A Tiny Love Letter To My Incredible Life Partner
Severe ME takes away so much of my physical identity. Clothes, makeup, jewelry are all gone. It's been 3 months since I washed my hair. But the fact that it is on my head at all is such an amazing expression of #loveby my incredible husband Hugh.
Every week, often more than once he takes a full half-hour brushing out and braiding my waist-length long hair. Without this investment of dedication love and time, I would have had to cut it off for the amount of tangled and matted hair that would have accumulated.
So often we see caring duties like this as above and beyond and I have incredible gratitude towards my husband for this dedication. But why is it we see anything absolutely nonessential as a luxury that disabled people are non-deserving of? Why is it that it is considered so normal for persons with ME to have no choice but to cut off their hair if they cannot brush it themselves?

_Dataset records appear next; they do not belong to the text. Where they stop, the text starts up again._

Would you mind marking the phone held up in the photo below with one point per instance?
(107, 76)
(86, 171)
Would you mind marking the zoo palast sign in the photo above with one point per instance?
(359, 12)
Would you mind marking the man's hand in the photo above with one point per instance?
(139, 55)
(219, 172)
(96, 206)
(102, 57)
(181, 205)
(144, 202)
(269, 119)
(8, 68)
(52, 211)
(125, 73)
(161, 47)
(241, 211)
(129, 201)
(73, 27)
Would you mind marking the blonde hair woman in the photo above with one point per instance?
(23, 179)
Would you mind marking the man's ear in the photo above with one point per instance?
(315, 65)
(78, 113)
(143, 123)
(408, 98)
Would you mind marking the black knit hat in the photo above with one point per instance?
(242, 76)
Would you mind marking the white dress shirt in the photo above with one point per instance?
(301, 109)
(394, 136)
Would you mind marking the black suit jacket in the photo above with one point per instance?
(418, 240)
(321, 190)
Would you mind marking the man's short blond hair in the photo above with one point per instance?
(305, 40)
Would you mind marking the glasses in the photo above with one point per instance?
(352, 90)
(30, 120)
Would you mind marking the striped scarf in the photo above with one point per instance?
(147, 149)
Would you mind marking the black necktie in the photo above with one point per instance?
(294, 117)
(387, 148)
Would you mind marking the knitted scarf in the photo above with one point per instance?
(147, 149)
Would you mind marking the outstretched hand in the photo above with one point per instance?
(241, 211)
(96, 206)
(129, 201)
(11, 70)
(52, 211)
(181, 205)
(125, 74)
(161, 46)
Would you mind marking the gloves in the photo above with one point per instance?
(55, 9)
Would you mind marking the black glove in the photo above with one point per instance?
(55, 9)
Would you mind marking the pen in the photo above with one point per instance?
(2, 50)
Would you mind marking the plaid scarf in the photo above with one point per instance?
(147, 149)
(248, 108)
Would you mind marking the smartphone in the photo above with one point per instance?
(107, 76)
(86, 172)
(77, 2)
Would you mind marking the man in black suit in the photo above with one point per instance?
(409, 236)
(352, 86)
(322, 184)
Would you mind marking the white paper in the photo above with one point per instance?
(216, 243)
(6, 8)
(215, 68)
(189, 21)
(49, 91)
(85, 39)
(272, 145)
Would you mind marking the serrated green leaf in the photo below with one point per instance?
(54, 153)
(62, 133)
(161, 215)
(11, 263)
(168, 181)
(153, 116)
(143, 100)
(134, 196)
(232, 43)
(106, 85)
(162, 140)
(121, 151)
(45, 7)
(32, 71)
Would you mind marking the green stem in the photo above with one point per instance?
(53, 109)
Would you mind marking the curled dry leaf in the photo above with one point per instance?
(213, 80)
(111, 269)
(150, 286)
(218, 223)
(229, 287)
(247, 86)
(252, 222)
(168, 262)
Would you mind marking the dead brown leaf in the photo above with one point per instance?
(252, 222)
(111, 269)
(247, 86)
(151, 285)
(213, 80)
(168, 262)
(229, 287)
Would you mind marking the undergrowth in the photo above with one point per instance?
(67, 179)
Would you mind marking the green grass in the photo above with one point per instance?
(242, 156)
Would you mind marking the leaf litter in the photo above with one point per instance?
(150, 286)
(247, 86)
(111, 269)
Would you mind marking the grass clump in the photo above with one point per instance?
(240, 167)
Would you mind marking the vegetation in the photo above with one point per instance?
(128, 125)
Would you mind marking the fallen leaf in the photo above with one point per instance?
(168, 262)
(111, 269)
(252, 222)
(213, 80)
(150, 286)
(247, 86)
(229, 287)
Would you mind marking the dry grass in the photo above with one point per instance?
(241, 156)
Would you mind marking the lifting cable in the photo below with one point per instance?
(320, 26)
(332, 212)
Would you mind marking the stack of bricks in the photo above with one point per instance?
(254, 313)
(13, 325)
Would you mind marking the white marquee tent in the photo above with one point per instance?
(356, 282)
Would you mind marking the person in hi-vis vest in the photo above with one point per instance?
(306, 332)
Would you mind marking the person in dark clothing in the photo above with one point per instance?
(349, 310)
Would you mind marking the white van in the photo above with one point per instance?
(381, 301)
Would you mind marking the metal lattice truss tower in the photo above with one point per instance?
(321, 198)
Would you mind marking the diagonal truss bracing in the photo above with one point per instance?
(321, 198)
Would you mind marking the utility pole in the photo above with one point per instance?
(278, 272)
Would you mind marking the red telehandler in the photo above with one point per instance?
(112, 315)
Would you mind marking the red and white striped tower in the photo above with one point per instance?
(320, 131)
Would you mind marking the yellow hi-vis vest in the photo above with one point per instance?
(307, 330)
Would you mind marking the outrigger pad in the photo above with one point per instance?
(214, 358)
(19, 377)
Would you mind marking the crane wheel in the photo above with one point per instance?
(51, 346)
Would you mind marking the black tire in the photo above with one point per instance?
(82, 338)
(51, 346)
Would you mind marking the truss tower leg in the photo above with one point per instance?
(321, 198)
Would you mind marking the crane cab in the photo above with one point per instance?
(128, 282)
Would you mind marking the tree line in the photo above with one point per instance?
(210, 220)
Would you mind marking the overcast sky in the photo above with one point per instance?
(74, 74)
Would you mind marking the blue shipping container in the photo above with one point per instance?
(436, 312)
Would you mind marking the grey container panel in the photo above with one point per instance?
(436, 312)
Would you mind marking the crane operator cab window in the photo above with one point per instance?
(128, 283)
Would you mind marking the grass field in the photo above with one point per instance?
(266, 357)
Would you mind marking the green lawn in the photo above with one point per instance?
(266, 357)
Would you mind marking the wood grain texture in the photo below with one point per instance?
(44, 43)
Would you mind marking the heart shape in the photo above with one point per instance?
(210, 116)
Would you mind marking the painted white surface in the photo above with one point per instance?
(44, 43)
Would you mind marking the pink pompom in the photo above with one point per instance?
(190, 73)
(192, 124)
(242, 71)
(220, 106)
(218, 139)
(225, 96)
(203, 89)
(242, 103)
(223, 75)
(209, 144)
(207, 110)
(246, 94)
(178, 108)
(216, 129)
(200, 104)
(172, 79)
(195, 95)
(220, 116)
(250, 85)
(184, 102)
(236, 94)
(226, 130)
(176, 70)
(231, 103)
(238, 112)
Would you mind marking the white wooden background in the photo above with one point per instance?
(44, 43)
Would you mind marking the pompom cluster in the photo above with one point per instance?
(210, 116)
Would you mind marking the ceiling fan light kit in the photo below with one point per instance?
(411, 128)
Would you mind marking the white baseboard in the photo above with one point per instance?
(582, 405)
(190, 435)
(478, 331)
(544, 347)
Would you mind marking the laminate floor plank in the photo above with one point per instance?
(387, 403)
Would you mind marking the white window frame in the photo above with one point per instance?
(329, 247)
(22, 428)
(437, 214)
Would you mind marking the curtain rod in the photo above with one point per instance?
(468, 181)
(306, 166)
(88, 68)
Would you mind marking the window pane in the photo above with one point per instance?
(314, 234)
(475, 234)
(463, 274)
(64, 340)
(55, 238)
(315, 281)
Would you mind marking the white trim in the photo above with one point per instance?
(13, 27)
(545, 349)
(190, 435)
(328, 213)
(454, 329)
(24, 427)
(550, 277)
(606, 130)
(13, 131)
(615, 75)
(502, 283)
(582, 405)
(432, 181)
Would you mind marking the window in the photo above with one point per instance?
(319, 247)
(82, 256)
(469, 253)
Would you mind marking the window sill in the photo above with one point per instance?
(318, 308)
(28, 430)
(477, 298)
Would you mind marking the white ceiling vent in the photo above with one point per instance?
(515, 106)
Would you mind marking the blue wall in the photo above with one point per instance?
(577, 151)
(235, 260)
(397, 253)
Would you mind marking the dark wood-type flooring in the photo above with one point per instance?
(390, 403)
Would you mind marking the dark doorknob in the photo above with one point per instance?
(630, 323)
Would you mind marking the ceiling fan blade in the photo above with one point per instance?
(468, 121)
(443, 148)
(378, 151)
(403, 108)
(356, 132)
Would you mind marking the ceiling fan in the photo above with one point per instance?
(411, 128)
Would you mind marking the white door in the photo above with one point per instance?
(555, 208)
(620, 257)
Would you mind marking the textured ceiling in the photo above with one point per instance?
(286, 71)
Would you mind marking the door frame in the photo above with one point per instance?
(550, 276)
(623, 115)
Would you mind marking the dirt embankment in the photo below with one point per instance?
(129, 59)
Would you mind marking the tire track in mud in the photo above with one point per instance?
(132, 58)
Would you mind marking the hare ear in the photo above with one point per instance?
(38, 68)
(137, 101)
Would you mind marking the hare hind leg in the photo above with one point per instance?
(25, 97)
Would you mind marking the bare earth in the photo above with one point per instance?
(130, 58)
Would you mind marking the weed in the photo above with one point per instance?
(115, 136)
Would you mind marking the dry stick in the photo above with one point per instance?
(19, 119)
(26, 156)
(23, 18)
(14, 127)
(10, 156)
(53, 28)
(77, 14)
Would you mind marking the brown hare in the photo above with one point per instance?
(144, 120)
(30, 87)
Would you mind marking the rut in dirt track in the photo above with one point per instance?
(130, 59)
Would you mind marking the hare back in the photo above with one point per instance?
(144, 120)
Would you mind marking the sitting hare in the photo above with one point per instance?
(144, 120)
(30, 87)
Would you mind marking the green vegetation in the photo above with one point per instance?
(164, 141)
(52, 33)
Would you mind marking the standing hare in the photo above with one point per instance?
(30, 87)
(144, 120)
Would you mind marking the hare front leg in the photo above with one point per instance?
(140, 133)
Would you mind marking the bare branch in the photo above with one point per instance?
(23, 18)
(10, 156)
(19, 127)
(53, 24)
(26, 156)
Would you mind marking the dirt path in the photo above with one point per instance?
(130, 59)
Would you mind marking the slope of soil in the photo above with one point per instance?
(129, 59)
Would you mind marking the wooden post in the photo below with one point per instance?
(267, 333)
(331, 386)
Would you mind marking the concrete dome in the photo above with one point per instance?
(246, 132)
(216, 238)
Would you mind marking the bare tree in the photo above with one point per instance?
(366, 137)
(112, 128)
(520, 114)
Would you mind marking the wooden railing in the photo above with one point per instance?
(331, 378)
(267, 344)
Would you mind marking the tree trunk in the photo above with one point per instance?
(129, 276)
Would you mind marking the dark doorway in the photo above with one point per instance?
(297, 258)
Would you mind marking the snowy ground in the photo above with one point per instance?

Obviously, many would choose this option anyways, but I know for many it is a tragedy and it comes not out of there being no other option but simply out of a lack of care. Out of a lack of anyone willing to take the time to brush someone else's hair. Certainly, it would be a major hit to my mental health and self-esteem to lose my hair. Not to mention the many cultures in which cutting hair has significant cultural significance.
So here is a tiny love letter to my incredible life partner for caring for me beyond the ableism of our society. For making this beautiful act of love week after week. For letting me keep my hair and my dignity in every way you can.